Buddhismus

17. Sommerkurs des Diamantweg-Buddhismus im Allgäu

(Letzter Bericht: 6/2007, 235f) Vom 4. bis 16. August 2009 kamen mehr als 3000 Buddhisten aus 50 Ländern zum 17. Internationalen Sommerkurs des „Buddhistischen Dachverbands Diamantweg e. V.“ (BDD) bei Immenstadt im Allgäu zusammen. Das 2007 erworbene und inzwischen zum Europazentrum der „Buddhismus Stiftung Diamantweg“ ausgebaute Gut Hochreute über dem Alpsee war zum zweiten Mal Gastgeber der Großveranstaltung, die zu Vorträgen, geleiteten Meditationen und Erfahrungsaustausch einlud. (In früheren Jahren – von 1993 bis 2007 – hatte das Treffen in einem Pfadfinderlager bei Kassel stattgefunden.)

Ein Höhepunkt war der Besuch des höchsten geistlichen Würdenträgers der tibetischen Karma-Kagyü-Linie, des 17. Karmapa Thaye Dorje (26). Der in Nordindien lebende Exiltibeter und andere ranghohe buddhistische Persönlichkeiten hielten Vorträge und nahmen traditionelle Zeremonien vor.

Shamar Rinpoche gilt als 14. Reinkarnation in einer bedeutenden Reihe von Lehrern des tibetischen Buddhismus und gehörte zu den engen Begleitern des 1981 verstorbenen 16. Karmapa. Der nepalesische Mönch und Meditationsmeister Sherab Gyaltsen Rinpoche ist einer der anerkanntesten Lamas der Himalayaregion. Er leitete im Wechsel mit dem dänischen Lama Ole Nydahl eine 72-stündige Meditation auf den „Buddha des Mitgefühls“ (Tschenresig, wörtlich „Liebevolle Augen“), zu der sich weltweit hunderte Meditationszentren zusammenschließen wollten, um das sechssilbige Mantra „Om mani peme hung“ mehr als 100 Millionen Mal zu rezitieren. Dadurch sollte das eigene Mitgefühl gestärkt und zugleich ein positiver Einfluss auf die Gesellschaft ausgeübt werden. Mehrere Tage dauerte auch die „Meditation des bewussten Sterbens“ (tibet. Phowa), die eine Vorbereitung auf den Augenblick des Todes zum Inhalt hat.
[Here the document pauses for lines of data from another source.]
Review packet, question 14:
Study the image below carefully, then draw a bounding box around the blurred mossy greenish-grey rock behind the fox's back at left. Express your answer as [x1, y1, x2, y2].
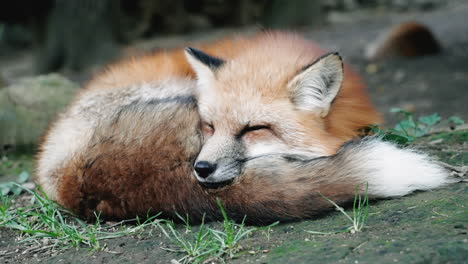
[0, 74, 79, 146]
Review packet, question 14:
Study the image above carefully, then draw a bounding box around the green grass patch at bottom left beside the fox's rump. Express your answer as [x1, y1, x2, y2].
[0, 185, 163, 250]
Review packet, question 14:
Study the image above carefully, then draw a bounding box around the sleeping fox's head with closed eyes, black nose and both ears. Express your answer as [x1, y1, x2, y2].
[185, 48, 343, 188]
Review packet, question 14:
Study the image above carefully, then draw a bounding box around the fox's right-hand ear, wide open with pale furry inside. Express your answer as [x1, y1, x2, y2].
[288, 52, 343, 118]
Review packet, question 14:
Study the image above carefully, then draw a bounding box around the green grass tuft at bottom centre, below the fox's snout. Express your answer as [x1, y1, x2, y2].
[159, 199, 278, 263]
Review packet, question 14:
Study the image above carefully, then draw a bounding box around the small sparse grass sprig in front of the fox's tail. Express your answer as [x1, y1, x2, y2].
[306, 185, 369, 235]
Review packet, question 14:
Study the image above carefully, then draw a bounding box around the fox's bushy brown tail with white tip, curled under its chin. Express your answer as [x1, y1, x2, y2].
[220, 137, 452, 223]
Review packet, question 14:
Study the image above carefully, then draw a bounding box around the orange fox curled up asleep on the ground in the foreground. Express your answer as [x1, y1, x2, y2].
[35, 31, 451, 225]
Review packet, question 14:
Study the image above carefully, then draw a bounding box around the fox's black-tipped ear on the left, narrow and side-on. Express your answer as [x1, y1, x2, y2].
[185, 47, 225, 87]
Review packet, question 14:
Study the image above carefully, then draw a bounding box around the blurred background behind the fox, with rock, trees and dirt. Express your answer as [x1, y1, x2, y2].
[0, 0, 468, 148]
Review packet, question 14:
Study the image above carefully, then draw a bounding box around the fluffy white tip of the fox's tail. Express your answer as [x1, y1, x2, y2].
[348, 138, 452, 197]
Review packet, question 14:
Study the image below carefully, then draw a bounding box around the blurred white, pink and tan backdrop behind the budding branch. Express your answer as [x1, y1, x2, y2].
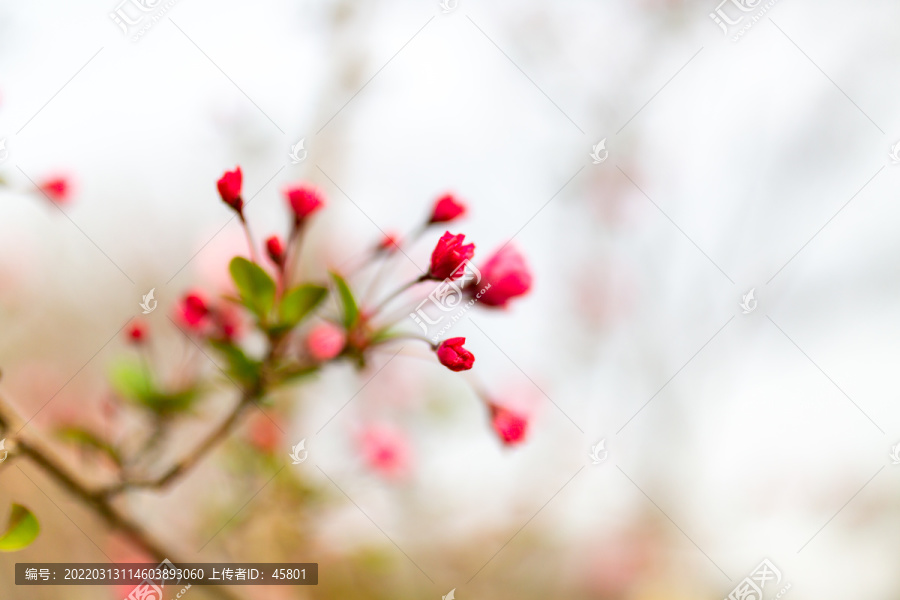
[0, 0, 900, 600]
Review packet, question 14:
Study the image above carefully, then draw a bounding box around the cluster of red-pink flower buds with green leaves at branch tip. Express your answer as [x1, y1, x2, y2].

Der BDD ist ein Zusammenschluss von 150 Zentren und Meditationsgruppen in Deutschland sowie 600 weltweit. Der Verband ist Mitglied der Deutschen Buddhistischen Union (DBU) und nach eigenen Angaben mit 20 000 Anhängern bundesweit die größte buddhistische Gemeinschaft. Die Karma-Kagyü-Tradition gehört zu den vier großen tibetischen Schulen des Buddhismus und wurde im Westen vor allem durch den umstrittenen Ole Nydahl bekannt gemacht. Der 68-jährige Däne, seit Anfang der 70er Jahre missionarisch für den Buddhismus im Westen aktiv, und seine Schüler sind die Initiatoren des Europazentrums.

Um die Frage, wer der rechtmäßige 17. Karmapa ist, herrscht ein Konflikt, der zu einer Spaltung innerhalb der Kagyü-Tradition geführt hat. Während Thaye Dorje von Shamar Rinpoche Ende der 80er Jahre als Reinkarnation des Karmapa erkannt worden war und neben dem Unterstützer Nydahl auch von etlichen tibetischen Schuloberhäuptern anerkannt wird, ist 1992 der zwei Jahre jüngere Urgyen Trinley Dorje als Nachfolger des 16. Karmapa inthronisiert worden. Dieser genießt die Unterstützung des Dalai Lama und der Mehrheit der Tibeter – übrigens aus politischen Gründen auch der Volksrepublik China.

Der Dalai Lama weilte, als der Sommerkurs begann, nicht allzu weit entfernt in der Schweiz. Zuvor hatte er vom 30. Juli bis 2. August in Frankfurt a. M. vor tausenden Anhängern und Bewunderern Vorträge über die „Kunst des Lebens“ gehalten und am 3. August die Ehrendoktorwürde der Universität Marburg entgegengenommen.